La structure narrative dites ‘classique’ d’un film est par essence linéaire et est articulée par les personnages qui régissent l’histoire et par les décisions qu’ils prennent pour faire évoluer l’intrigue. Par définition, un film répondant à ces attributs se déroule d’un point A donné (la situation initiale) à un point B (le climax et la conclusion). Exemple : Luke Skywalker est à l’origine un fermier élevé par son oncle et sa tante sur la planète Tatooine (point A) avant qu’il ne soit rattrapé par son destin qui l’amènera à devenir une figure de proue de la Rébellion contre l’Empire et à affronter son propre père (point B). Le schéma classique est la structure la plus exploitée aujourd’hui car elle est celle la plus évidente et la plus limpide pour raconter une histoire en la déroulant simplement. Mais au centre de tout ça se trouve le metteur en scène belge Jaco Van Dormael. Jaco Van Dormael ne voit pas les choses comme le commun des scénaristes, et Jaco Van Dormael peaufine pendant 7 ans le script de son prochain film qui fera suite à ses réussites entreprises avec Toto le Héros et Le Huitième Jour. Débarque alors en 2010 un objet filmique rarissime aux extrémités particulièrement intrigantes qui renverse la structure classique bien connue de tous en la disséquant pour l’étudier sous toutes ses coutures. En 2010, avec son Mr Nobody, Jaco Van Dormael a peut-être fait le Film des films. Si l’on peut vous conseiller une chose à l’approche d’un futur visionnage de Mr Nobody, c’est d’en lire le moins possible concernant sa trame tant les synopsis délivrés par ce merveilleux outil qu’est Internet ont tendance à dévoiler les principales bascules narratives de l’ensemble. Cependant, pour présenter en toute sobriété et en apparence le projet, on peut résumer le film comme un gigantesque labyrinthe où l’on explore avec précision et vivacité toutes les vies potentielles d’un jeune garçon de 9 ans, en suivant toutes les possibilités nées de plusieurs choix qu’il sera amené à faire. Ce Nemo Nobody (littéralement « Personne Personne ») nous emmène alors dans un voyage profond et philosophique à travers la vie, l’univers, le Temps et le cinéma sous toutes ses facettes.

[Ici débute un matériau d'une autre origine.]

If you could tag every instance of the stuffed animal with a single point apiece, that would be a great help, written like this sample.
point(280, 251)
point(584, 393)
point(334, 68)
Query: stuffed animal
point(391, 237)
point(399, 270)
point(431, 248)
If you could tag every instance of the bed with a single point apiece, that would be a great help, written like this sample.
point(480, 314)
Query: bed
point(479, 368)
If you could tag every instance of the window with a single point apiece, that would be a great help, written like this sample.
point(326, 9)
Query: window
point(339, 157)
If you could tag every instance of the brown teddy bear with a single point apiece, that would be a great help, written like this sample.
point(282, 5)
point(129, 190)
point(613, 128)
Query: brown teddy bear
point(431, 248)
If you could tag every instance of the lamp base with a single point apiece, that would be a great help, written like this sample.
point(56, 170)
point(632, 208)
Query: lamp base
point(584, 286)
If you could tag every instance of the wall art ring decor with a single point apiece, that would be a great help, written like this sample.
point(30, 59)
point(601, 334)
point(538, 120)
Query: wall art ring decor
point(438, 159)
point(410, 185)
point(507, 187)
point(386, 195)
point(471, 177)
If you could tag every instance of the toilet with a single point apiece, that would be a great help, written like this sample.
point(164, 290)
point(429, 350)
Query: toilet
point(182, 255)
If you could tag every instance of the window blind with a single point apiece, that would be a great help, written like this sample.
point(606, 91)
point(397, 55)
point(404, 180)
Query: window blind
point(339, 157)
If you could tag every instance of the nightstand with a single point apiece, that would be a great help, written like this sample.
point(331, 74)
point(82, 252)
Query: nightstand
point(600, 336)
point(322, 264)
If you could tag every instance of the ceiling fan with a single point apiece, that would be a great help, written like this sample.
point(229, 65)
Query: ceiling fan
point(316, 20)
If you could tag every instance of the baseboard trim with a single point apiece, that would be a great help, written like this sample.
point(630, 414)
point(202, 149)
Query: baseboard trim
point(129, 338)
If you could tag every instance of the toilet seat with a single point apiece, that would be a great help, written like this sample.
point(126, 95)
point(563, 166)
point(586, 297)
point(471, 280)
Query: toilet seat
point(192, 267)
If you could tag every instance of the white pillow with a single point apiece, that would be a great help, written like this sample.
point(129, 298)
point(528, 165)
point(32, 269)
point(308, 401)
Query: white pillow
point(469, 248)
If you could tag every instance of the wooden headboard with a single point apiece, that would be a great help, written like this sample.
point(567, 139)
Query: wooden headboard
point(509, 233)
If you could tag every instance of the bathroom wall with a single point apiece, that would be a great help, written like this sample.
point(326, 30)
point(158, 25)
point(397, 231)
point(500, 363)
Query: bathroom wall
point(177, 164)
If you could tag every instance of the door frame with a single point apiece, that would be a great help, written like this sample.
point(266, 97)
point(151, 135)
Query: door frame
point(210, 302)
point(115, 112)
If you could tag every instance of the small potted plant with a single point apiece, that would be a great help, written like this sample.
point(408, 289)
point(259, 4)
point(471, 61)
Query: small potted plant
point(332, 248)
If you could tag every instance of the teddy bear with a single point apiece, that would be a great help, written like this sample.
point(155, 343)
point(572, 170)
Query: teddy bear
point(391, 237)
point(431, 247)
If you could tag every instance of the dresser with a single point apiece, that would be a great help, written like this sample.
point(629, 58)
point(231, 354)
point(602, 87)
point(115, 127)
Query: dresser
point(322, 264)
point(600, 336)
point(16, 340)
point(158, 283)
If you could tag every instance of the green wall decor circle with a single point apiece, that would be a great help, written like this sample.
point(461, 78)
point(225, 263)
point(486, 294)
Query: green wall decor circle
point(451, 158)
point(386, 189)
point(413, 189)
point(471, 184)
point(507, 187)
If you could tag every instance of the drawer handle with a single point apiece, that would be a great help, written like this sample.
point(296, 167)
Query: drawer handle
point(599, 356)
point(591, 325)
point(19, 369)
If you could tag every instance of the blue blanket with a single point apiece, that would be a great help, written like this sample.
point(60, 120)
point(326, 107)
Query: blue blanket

Par sa déconstruction apparente qui morcèle son récit dans une espèce de chaos ordonné où chaque existence trouve sa place, Mr Nobody dresse dès son introduction un mystère total quant au déroulement des évènements. Tout au long du film, Van Dormael va s’amuser à sauter d’une vie (d’une timeline) à une autre, projetant son spectateur au sein d’un immense patchwork enchaînant par à-coups des séquences différentes à de multiples instants de chaque branche pour pouvoir développer son univers qui restera – du début à la fin – centré sur Nemo. Jamais un personnage n’aura autant été le cœur d’un récit, en étant à la fois la cause, la victime et le témoin d’un déroulé aussi chaotique que logiquement structuré à l’extrême. Par cet équilibre dans la bascule qui joue avec les contradictions les plus aiguisées, le film procède à une multiplication hallucinante et complexe des repères et des différentes sous-intrigues avec une aisance si évidente qu’on est baladé dans un confort absolu à travers cet espace-temps intimiste. Par son onirisme et son sens démesuré des trouvailles esthétiques avec lesquels il drape son film, Van Dormael construit une mythologie propre, régie par ses règles intérieures, et qui impressionne de complexité et de limpidité. Ses personnages secondaires, devenant en quelques secondes des figures mythologiques iconographiques, représentent tous à leur façon et par leur habile écriture des symboles au sein de cette toile de fond gargantuesque qui n’omet aucun microscopique détail pouvant nourrir ne serait-ce qu’un peu la diégèse de son récit. C’est ainsi qu’avec une très grande habileté, Mr Nobody se montre par son exécution comme une œuvre d’une singularité rare prenant à revers les codes habituels de la narration pour lui-même devenir une œuvre-somme de tout un tas de sous-intrigues tout droit tirées de films différents, composant ensemble un univers à part entière empreint de sensibilité, de philosophie, de spiritualité et de pensées scientifiques. Car là où le film frappe véritablement, ce n’est pas par son aspect  » assemblage  » qui lui donne cette apparence si particulière ni par son approche plastique magistrale d’exécution et de subtilité, mais bien par les concordances méta qu’il trouve avec tout un pan entier de la production cinématographique. Car Mr Nobody n’est rien de moins qu’une métaphore de l’écriture d’un film.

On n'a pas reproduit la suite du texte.